不支給決定から3ヶ月以内であれば、地方厚生局の社会保険審査官に対して審査請求を行うことができます。審査請求の結果に不服がある場合は、さらに社会保険審査会に再審査請求を行うことも可能です。これらの不服申立て手続きを経た上で、なお不服がある場合は、裁判所に処分の取消しを求める訴訟を提起することができます。
今回の問題が発覚したことで、過去の不支給決定についても再審査が行われる可能性があります。機構の調査結果や政府の対応を注視し、必要に応じて専門家(社会保険労務士や弁護士など)に相談することをお勧めします。
まとめ
2025年12月28日に発覚した日本年金機構による障害年金の判定破棄問題は、効率化や財政健全化の名の下に、行政がいかにして個人の権利を侵害し得るかという実態を明らかにしました。障害年金は、誰もが直面し得る人生のリスクに対する最後のセーフティネットです。その審査プロセスが、医学的根拠ではなく、行政職員の恣意的な操作によって歪められていたという事実は、日本の社会保障制度に対する信頼を大きく損なうものです。

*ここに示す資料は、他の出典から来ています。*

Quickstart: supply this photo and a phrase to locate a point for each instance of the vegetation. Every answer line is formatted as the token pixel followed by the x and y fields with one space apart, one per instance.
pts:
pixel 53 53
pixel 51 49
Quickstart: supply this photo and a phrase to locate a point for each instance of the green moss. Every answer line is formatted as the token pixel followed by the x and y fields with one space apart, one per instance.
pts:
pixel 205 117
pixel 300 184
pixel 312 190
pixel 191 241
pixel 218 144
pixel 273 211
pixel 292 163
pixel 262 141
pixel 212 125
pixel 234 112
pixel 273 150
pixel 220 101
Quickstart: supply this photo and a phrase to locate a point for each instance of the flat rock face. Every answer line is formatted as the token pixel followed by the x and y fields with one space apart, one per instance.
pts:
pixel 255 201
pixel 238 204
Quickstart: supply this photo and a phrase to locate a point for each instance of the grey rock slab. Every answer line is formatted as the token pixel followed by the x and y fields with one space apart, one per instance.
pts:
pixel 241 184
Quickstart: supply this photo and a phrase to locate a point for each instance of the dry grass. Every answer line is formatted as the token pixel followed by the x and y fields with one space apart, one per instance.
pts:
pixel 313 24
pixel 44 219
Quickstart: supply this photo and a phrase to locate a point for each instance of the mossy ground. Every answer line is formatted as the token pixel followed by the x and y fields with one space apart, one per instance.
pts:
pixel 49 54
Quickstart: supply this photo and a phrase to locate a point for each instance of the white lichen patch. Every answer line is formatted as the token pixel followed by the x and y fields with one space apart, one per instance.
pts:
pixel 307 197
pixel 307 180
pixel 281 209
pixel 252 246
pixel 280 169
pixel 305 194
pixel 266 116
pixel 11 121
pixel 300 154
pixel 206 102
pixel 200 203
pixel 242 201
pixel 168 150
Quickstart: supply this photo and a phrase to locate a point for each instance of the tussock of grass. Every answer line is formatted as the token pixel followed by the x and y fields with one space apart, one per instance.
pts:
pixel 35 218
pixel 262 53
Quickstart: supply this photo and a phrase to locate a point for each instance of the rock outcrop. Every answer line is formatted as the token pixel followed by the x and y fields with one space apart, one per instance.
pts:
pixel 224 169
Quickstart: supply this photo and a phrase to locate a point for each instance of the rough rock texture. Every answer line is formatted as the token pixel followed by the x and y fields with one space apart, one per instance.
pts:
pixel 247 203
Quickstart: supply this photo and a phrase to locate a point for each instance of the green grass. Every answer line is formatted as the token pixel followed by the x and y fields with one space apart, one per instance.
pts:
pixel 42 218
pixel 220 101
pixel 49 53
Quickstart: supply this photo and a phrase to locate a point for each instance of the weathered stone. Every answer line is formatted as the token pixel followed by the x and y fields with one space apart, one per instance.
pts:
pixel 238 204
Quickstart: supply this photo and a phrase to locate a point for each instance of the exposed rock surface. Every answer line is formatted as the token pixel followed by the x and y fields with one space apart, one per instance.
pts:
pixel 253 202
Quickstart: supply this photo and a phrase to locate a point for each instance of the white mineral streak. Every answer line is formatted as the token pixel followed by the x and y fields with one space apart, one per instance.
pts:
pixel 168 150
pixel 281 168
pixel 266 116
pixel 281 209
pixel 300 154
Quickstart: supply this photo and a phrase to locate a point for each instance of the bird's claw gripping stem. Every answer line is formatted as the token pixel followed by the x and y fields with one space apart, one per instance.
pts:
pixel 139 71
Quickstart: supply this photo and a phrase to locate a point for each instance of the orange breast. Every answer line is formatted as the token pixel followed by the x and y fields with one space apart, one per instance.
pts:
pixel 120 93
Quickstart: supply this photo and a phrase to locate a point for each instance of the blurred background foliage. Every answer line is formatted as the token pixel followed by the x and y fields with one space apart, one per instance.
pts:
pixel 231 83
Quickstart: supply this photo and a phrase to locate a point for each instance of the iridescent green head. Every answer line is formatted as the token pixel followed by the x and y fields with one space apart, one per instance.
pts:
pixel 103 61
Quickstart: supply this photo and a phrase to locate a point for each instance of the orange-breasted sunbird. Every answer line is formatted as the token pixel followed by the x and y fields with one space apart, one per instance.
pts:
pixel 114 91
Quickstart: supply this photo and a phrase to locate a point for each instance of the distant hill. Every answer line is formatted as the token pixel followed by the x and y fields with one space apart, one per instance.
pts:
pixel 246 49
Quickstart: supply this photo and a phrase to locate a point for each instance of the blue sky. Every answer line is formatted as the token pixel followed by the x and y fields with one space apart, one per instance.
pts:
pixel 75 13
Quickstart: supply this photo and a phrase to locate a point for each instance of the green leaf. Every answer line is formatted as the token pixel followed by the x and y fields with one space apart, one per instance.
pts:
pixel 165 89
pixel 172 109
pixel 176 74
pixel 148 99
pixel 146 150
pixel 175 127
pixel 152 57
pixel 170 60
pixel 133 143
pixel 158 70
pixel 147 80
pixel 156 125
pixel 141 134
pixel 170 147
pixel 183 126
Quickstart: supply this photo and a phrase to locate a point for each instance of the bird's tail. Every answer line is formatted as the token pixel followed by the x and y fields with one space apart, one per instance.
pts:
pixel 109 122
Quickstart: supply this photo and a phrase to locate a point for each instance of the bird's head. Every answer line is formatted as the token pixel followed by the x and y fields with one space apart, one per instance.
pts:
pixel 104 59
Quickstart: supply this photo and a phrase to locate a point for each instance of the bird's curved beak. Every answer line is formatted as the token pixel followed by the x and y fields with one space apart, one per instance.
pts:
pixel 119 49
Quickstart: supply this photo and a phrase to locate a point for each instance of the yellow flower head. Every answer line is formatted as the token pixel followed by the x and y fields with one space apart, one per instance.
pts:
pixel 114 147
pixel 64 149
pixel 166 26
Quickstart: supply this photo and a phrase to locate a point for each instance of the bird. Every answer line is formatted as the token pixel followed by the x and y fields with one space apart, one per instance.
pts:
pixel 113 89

この問題の本質は、単なる事務手続き上のミスではありません。認定調書という証拠の隠滅、2017年の一元化による密室化の弊害、精神障害認定における判定基準の曖昧さを悪用した構造的な不正です。日本年金機構には、全件調査と情報公開、第三者機関による再審査、審査プロセスの完全可視化という抜本的な対応が求められています。
障害年金を必要とする人々の権利が適切に守られるよう、今後の機構の対応と政府の動向を注視していく必要があります。過去に不支給決定を受けた方は、今回の問題発覚を機に、自身の案件について改めて確認することを検討してください。